NEW YORK — A sharp increase in credit-card loan losses at Capital One Financial Corp. does not bode well for Bank of America Corp. and other big consumer lenders.

Capital One said Wednesday its net charge-off rate for United States card holders — the rate of loans for which collection is unlikely — rose 1.27 percentage points in one month, to 9.33% in March, exceeding the unemployment rate by an expanding margin.

Usually, card loss rates during economic stress more or less track the unemployment rate, but bankers at JPMorgan Chase & Co. and Bank of America had warned recently that the loss rates could exceed the unemployment rate in this severe downturn. The unemployment rate for March is 8.5%, up from 8.1% in February.

At Capital One, "March managed-basis results show credit deterioration continued at a slightly higher-than-expected rate," Fox-Pitt Kelton analyst Bill Carcache wrote in a research report.

However, Capital One said some of the spike is because February has fewer days. Adjusted, the U.S. card charge-off rate would have been 9.00% in March, and 8.38% in February.

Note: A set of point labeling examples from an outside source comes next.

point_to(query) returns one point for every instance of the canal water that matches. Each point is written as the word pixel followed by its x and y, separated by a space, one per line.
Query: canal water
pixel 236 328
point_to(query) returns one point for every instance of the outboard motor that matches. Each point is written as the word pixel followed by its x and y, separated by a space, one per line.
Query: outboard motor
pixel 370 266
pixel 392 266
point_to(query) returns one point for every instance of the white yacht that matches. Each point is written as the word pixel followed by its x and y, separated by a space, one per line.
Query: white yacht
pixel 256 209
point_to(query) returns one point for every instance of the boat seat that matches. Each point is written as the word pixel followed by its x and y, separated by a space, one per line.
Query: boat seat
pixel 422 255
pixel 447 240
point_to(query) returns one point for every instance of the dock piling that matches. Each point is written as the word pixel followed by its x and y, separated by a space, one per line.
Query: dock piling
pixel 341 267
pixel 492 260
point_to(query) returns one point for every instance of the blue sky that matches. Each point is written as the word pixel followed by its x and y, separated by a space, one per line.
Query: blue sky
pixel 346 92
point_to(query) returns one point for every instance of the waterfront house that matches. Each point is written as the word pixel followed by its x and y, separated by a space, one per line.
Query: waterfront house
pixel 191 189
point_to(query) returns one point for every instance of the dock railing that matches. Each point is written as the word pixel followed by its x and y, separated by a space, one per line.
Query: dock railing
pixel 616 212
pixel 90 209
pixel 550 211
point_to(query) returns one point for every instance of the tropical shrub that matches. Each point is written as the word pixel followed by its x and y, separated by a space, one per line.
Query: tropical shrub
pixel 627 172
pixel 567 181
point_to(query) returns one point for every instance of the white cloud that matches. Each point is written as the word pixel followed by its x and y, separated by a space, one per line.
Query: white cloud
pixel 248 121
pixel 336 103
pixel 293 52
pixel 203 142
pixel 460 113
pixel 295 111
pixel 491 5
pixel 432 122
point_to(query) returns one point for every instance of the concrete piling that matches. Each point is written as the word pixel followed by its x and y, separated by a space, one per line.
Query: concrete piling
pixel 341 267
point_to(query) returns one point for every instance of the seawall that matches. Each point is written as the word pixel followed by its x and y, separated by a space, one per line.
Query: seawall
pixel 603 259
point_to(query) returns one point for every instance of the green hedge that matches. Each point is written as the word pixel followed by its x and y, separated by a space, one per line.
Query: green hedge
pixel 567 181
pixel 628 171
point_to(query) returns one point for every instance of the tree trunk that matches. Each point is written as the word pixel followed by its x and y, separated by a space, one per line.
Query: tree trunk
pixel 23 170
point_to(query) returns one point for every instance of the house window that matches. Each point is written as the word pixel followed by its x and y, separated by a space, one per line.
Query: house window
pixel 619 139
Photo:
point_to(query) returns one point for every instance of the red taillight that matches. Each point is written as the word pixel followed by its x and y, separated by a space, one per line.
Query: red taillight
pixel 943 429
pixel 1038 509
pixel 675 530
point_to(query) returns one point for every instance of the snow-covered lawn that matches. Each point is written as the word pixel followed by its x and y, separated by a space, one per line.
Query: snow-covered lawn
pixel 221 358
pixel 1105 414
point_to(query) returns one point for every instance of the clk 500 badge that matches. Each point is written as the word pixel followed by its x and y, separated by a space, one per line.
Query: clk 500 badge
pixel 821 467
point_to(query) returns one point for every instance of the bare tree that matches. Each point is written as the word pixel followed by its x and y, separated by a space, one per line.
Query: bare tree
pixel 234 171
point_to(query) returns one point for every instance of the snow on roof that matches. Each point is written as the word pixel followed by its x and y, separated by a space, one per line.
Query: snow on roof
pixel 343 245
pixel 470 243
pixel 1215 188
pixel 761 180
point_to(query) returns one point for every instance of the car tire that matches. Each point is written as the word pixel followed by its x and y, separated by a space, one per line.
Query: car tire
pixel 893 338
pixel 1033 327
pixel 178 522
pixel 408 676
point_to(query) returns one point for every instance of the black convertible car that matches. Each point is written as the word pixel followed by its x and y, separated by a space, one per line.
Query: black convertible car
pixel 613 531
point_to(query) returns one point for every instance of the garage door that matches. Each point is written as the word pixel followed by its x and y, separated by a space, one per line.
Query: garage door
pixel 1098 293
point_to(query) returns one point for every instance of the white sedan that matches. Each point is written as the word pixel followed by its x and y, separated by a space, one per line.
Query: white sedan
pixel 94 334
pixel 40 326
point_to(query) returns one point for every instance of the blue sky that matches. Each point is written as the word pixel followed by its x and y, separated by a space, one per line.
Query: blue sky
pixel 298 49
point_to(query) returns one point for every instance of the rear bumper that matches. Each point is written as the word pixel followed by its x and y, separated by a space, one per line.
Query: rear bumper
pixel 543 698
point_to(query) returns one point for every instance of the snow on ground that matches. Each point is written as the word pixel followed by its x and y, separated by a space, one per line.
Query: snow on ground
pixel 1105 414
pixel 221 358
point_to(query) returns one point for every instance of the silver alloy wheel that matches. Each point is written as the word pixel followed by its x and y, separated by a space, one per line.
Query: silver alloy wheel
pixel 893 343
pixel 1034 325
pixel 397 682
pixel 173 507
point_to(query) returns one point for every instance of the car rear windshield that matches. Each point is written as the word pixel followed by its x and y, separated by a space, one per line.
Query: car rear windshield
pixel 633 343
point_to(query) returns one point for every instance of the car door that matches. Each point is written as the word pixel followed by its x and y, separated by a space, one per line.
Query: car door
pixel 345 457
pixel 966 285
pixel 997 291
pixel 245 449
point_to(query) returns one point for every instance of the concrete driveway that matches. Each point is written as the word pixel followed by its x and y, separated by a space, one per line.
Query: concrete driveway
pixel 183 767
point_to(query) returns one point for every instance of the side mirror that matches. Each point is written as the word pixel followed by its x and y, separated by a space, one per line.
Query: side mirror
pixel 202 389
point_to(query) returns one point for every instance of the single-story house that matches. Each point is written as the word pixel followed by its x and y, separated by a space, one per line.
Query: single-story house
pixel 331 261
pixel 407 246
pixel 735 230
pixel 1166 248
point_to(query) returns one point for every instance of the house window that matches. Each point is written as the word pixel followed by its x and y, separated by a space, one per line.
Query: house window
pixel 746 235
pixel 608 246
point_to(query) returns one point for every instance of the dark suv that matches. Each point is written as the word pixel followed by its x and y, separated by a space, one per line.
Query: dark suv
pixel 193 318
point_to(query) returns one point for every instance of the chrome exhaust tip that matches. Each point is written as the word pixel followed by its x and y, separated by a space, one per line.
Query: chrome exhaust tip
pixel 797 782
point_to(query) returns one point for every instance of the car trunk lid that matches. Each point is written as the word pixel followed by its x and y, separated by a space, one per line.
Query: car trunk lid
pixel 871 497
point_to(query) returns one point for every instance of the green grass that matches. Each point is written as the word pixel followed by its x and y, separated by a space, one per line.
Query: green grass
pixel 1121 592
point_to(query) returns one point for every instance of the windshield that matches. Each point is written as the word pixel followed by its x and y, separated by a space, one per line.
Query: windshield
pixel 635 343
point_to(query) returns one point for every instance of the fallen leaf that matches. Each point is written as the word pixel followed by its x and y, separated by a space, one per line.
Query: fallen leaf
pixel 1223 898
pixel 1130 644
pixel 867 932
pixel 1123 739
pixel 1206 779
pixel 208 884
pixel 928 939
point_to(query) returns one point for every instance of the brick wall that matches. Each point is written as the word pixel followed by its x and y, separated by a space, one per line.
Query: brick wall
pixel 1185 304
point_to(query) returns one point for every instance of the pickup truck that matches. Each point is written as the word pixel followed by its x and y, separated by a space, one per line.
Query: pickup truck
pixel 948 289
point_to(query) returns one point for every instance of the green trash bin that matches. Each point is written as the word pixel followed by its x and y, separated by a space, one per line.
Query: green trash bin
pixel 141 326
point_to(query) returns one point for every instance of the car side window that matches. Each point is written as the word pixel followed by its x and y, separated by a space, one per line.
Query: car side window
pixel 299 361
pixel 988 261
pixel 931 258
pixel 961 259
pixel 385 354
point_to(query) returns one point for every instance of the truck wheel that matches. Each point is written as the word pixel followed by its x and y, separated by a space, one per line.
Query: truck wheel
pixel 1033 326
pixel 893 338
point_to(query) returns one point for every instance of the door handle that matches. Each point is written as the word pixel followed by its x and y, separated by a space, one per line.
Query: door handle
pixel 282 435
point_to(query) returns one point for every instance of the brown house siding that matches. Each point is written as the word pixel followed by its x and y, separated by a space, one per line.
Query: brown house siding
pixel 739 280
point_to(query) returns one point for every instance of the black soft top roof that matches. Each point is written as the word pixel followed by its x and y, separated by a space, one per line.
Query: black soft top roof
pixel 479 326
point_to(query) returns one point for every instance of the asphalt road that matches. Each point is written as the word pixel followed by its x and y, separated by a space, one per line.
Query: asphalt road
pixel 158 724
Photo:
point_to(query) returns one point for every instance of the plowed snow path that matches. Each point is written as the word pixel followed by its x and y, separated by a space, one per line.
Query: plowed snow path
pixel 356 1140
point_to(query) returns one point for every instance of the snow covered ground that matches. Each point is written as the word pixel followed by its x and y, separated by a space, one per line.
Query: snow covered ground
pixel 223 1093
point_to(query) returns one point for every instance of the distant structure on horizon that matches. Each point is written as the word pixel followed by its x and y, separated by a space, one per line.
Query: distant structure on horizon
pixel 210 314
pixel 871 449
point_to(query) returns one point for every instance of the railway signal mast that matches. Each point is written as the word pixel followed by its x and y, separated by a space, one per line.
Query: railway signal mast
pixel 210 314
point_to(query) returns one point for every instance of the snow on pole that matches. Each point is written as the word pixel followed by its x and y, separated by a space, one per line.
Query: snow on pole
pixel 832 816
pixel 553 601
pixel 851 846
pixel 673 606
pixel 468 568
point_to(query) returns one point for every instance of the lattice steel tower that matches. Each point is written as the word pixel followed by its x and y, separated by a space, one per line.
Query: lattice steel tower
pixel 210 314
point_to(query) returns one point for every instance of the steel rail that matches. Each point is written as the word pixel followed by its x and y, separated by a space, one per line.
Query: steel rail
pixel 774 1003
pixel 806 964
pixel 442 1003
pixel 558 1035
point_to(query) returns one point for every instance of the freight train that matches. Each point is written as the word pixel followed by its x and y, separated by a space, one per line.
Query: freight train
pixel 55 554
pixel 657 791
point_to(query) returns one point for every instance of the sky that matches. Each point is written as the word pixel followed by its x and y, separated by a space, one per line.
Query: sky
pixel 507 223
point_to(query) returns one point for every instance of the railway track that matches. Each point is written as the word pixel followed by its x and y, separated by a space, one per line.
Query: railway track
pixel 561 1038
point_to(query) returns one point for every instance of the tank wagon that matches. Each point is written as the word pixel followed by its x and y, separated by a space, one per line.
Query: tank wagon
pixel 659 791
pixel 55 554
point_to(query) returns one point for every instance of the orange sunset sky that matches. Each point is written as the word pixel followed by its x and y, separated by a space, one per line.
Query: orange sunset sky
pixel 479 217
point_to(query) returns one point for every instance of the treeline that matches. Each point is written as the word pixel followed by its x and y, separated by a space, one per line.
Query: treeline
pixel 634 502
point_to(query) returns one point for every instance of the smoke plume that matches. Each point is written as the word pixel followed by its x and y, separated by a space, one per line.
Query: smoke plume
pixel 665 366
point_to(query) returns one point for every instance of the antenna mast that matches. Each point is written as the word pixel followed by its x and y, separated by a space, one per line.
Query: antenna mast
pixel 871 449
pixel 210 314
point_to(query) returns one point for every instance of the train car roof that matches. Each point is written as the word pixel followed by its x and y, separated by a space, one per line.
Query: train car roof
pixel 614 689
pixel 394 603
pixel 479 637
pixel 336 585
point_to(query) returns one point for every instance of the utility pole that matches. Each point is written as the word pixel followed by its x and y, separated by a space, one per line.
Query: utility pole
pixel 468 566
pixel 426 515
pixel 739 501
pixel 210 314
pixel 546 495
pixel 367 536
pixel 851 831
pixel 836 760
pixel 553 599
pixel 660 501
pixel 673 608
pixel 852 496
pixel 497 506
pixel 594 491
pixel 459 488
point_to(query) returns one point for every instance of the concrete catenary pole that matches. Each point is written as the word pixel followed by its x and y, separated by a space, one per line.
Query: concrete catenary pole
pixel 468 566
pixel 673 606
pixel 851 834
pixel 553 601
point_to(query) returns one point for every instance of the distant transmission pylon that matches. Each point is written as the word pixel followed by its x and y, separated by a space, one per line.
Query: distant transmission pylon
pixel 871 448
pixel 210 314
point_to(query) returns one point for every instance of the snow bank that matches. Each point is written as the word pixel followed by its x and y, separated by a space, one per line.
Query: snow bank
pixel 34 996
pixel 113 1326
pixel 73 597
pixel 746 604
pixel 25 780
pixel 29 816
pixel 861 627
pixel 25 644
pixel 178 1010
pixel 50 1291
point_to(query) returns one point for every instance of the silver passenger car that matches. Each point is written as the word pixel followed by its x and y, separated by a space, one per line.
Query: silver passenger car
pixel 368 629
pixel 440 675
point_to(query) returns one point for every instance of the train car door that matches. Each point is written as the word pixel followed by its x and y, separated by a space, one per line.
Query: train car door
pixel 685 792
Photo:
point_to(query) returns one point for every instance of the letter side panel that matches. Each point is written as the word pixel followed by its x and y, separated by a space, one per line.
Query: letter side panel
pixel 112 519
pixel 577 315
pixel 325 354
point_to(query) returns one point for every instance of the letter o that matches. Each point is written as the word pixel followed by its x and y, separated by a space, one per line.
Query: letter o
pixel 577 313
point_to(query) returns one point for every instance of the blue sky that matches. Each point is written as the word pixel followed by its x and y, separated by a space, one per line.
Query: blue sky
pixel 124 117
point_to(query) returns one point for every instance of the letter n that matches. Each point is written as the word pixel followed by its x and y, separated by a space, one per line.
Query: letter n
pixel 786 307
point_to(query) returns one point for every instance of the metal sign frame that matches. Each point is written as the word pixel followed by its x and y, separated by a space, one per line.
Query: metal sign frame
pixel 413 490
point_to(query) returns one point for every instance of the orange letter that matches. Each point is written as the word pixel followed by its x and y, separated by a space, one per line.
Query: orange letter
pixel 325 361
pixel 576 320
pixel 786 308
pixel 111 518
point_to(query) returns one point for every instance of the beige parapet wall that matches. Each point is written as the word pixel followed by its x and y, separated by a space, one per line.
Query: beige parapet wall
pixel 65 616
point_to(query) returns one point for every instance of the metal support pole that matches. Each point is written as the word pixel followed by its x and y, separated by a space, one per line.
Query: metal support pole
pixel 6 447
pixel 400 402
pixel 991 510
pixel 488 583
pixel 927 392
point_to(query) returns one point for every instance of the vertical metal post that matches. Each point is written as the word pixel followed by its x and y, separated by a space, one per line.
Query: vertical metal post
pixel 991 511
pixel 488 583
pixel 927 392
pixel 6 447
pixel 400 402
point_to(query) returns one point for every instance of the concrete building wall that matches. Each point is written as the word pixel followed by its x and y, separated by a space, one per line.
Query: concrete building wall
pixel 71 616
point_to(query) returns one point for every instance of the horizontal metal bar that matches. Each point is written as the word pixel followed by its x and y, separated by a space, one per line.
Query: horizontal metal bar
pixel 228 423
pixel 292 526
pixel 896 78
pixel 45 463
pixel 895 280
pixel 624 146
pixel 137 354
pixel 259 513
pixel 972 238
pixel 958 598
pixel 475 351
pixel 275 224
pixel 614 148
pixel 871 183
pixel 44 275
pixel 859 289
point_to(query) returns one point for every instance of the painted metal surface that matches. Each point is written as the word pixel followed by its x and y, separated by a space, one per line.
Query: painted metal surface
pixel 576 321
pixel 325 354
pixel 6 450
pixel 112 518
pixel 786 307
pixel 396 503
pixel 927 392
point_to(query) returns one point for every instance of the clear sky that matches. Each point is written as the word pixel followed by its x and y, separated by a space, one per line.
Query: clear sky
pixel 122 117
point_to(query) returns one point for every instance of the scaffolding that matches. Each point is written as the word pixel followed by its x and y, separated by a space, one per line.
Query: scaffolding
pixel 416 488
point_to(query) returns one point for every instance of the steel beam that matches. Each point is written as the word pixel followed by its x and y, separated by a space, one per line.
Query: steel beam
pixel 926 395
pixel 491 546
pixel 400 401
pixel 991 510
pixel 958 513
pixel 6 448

Capital One also disclosed that it continued to shrink its credit-card portfolio in at home and overseas.

Its net charge-offs in the auto-finance segment fell to 4.08% from 4.44%, according to a filing with the Securities and Exchange Commission. Net charge-offs for card customers oversees rose to 8.67% from 7.2% in February.

Shares of the McLean, Va., bank fell almost 7% in premarket trading, to $15.90, in a mixed market for bank stocks.